Dari sanalah muncul politik "terzalimi" SBY, yang membuatnya sukses meraih simpati masyarakat dan memenangkan pemilu 2004.

Pada 2009, SBY dan Megawati kembali bersaing memperebutkan kursi presiden, tapi Megawati kalah lagi.

Akhirnya, hubungan mereka kian renggang. Megawati menolak sejumlah undangan pertemuan dari SBY. Di beberapa acara resmi, mereka pun tercatat hanya bertegur sapa seadanya.

Sementara itu, relasi Megawati dan Jokowi memburuk setelah putra Jokowi, Gibran Rakabuming Raka, maju bersama Prabowo di pilpres 2024.

Gibran bisa maju karena putusan kontroversial Mahkamah Konstitusi (MK) yang mengubah syarat pencalonan presiden dan wakil presiden. Saat itu MK dipimpin Anwar Usman, adik ipar Jokowi.

Dalam perjalanannya, Jokowi pun tampak condong mendukung Prabowo-Gibran alih-alih pasangan Ganjar Pranowo dan Mahfud MD yang diusung PDI-P.
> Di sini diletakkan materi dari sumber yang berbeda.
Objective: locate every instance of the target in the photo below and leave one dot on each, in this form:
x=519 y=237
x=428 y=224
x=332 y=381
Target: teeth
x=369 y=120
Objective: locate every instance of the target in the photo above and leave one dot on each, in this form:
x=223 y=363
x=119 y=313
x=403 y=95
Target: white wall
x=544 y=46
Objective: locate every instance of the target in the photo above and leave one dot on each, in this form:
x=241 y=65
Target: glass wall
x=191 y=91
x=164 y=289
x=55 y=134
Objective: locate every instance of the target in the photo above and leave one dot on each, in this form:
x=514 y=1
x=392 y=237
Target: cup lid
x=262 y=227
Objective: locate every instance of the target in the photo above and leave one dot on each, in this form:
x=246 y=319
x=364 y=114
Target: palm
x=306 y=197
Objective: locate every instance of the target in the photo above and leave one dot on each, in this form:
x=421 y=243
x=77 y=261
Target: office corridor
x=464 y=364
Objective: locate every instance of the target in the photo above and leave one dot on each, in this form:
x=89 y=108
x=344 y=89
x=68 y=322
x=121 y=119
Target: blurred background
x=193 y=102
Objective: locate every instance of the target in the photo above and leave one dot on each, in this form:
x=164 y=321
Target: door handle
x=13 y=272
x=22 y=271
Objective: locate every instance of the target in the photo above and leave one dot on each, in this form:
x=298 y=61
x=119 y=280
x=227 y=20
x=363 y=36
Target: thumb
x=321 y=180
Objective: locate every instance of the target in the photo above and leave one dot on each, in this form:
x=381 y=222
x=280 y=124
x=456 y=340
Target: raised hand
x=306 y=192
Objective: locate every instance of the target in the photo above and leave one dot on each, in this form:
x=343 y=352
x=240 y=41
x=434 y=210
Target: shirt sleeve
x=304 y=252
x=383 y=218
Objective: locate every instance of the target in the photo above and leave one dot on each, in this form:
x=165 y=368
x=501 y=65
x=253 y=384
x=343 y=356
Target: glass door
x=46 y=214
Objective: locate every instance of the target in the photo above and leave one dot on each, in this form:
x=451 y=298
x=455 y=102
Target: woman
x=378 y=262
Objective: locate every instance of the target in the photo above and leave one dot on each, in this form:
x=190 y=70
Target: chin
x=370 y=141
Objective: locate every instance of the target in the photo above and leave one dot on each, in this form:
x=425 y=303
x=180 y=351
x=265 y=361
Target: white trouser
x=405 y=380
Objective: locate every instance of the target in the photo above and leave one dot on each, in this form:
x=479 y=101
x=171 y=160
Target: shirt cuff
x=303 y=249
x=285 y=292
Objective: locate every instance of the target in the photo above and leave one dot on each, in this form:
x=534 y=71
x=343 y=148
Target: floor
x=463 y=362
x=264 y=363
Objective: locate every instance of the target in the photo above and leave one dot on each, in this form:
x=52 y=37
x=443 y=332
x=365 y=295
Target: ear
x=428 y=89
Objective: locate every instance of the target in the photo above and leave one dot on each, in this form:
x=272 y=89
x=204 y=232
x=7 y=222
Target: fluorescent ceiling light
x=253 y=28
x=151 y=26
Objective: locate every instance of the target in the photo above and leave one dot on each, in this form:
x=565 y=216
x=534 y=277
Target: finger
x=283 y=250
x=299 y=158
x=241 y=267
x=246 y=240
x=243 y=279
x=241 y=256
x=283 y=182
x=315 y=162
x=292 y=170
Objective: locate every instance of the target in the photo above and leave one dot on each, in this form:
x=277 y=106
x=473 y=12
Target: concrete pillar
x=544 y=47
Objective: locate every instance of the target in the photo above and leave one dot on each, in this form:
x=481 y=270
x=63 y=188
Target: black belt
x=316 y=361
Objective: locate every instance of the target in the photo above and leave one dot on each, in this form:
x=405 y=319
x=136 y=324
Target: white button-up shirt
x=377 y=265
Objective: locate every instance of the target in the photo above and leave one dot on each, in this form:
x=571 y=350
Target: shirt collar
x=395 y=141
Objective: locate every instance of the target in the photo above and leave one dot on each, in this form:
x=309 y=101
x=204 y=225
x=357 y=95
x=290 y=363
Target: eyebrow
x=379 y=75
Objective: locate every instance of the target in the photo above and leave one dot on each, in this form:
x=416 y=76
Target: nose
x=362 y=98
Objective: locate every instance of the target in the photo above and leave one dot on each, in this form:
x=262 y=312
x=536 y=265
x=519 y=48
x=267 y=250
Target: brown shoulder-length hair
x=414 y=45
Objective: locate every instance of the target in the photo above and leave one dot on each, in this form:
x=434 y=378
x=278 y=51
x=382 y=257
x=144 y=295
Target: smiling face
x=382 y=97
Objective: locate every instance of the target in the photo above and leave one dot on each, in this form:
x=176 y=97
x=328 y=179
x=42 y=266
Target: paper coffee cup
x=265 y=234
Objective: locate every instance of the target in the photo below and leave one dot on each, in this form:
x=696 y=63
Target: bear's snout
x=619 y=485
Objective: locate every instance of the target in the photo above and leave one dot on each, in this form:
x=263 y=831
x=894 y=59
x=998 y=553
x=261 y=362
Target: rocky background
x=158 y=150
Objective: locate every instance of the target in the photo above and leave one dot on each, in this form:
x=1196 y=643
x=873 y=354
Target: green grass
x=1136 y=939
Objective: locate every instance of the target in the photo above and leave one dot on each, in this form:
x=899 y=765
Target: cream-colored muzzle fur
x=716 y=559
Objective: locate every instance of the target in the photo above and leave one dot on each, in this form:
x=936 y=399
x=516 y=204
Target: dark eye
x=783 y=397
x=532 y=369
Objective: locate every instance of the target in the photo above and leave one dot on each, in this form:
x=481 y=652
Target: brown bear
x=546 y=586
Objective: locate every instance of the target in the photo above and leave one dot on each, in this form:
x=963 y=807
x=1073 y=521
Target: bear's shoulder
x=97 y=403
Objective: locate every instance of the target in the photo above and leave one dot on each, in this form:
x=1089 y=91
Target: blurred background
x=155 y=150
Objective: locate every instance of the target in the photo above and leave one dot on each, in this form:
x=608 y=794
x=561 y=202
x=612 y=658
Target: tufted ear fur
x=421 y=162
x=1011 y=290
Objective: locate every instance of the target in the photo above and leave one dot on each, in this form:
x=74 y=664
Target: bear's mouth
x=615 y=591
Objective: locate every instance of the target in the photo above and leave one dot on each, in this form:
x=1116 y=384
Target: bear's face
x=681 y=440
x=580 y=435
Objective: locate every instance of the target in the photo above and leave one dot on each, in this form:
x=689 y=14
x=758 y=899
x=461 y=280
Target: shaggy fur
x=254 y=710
"Megawati dan SBY, sudah lima kali pemilu dari 2004 hingga 2024 tidak akrab. Bahkan di 2024 pun antara Megawati dan Jokowi tidak akrab," kata Ujang Komarudin, pengamat politik dari Universitas Al Azhar Indonesia.

"Karena itu yang jadi persoalan, kelihatannya Prabowo ingin menjadi jembatan untuk mempersatukan tokoh-tokoh bangsa tersebut."

Jokowi, Megawati

Sumber gambar, BAY ISMOYO/AFP via Getty Images

Keterangan gambar, Joko Widodo menghadiri acara buka puasa bersama di Jakarta bersama Megawati Soekarnoputri pada 22 Juli 2014. Selewat 10 tahun, hubungan keduanya disebut merenggang, terutama setelah putra Jokowi, Gibran Rakabuming Raka, maju bersama Prabowo di pilpres 2024.

Usaha merangkul para mantan presiden juga sejalan dengan usaha Prabowo membentuk "koalisi gendut" demi memperkuat kekuatan politiknya untuk menjalankan pemerintahan lima tahun ke depan, kata Aisah Putri Budiatri, peneliti politik di Pusat Riset Politik Badan Riset dan Inovasi Nasional (BRIN).

Bila berhasil merangkul PDI-P, yang memiliki perolehan suara terbesar di pemilu legislatif 2024, akan lebih mudah bagi Prabowo untuk merumuskan kebijakan dan menjalankan janji-janji kampanyenya, tambah Aisah.

"Jadi, tidak ada kekuatan oposisi yang secara signifikan bisa menjadi penyeimbang, menjadi pengawas, dan bagi mereka juga pada akhirnya 'memudahkan' pembuatan kebijakan sesuai orientasi pemerintahan tanpa checks and balances yang kuat dari oposisi," kata Aisah.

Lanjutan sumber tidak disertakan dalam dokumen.